I’ve got a collection of ~4M documents around 8kb each, and I need all their _ids for a batch processing task.
%% time
allsrs = list(db["srs"].find({}, projection={"_id": True},batch_size=1000000))
print(len(allsrs). srs[0])
3855367 {'_id': 1686036615}
CPU times: user 5.17 s, sys: 873 ms, total: 6.05 s
Wall time: *10min 56s*
Is there a way to speed up this query? It doesn’t look like the one that really needs 10 minutes to complete.
Hi @Mike_Ishenin ,
Welcome to MongoDB Community.
Can you provide the explain plan of this query? Have you tried to sort on _id as well or hint the _id index to be used?
Have you considered doing the task in smaller batches fetching x first Ids and moving them to a another process to continue with the next batch?
Best regards,
Pavel
Wow, that’s the magic!
%%time
allsrs = list(db["srs"].find({}, projection={"_id": True}, sort=[( "_id", 1)],batch_size=1000000))

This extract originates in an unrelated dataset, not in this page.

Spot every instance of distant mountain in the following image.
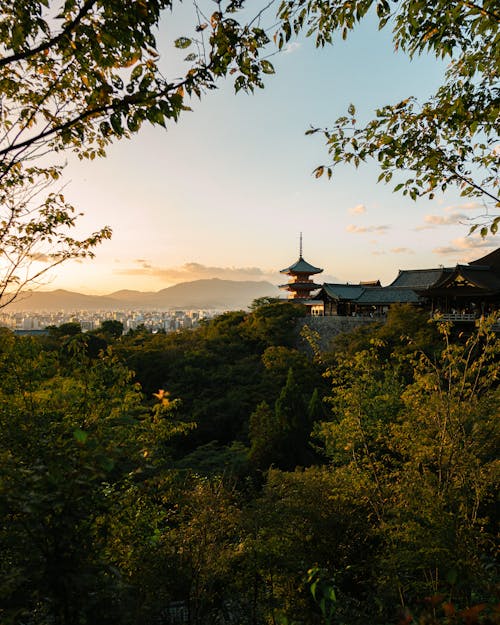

print(len(allsrs), allsrs[0])
3855367 {'_id': 1260}
CPU times: user 5.63 s, sys: 1.32 s, total: 6.95 s
Wall time: 14.1 s
But how and why?
Hi @Mike_Ishenin ,
Basically the sort forces the query to do an index scan on _id. Similarly this can be achieved by a hint.
In general MongoDB will sometimes prefare an collection scans over a full index scan as it is potentially faster. But in your case I suspect that _id index with numerical values is significantly smaller, therefore it probably fits fully in RAM.
This is what cause the improvement theoretically…
Thanks
Pavel
system
(system)
Closed
September 27, 2021, 6:19am
#5
This topic was automatically closed 5 days after the last reply. New replies are no longer allowed.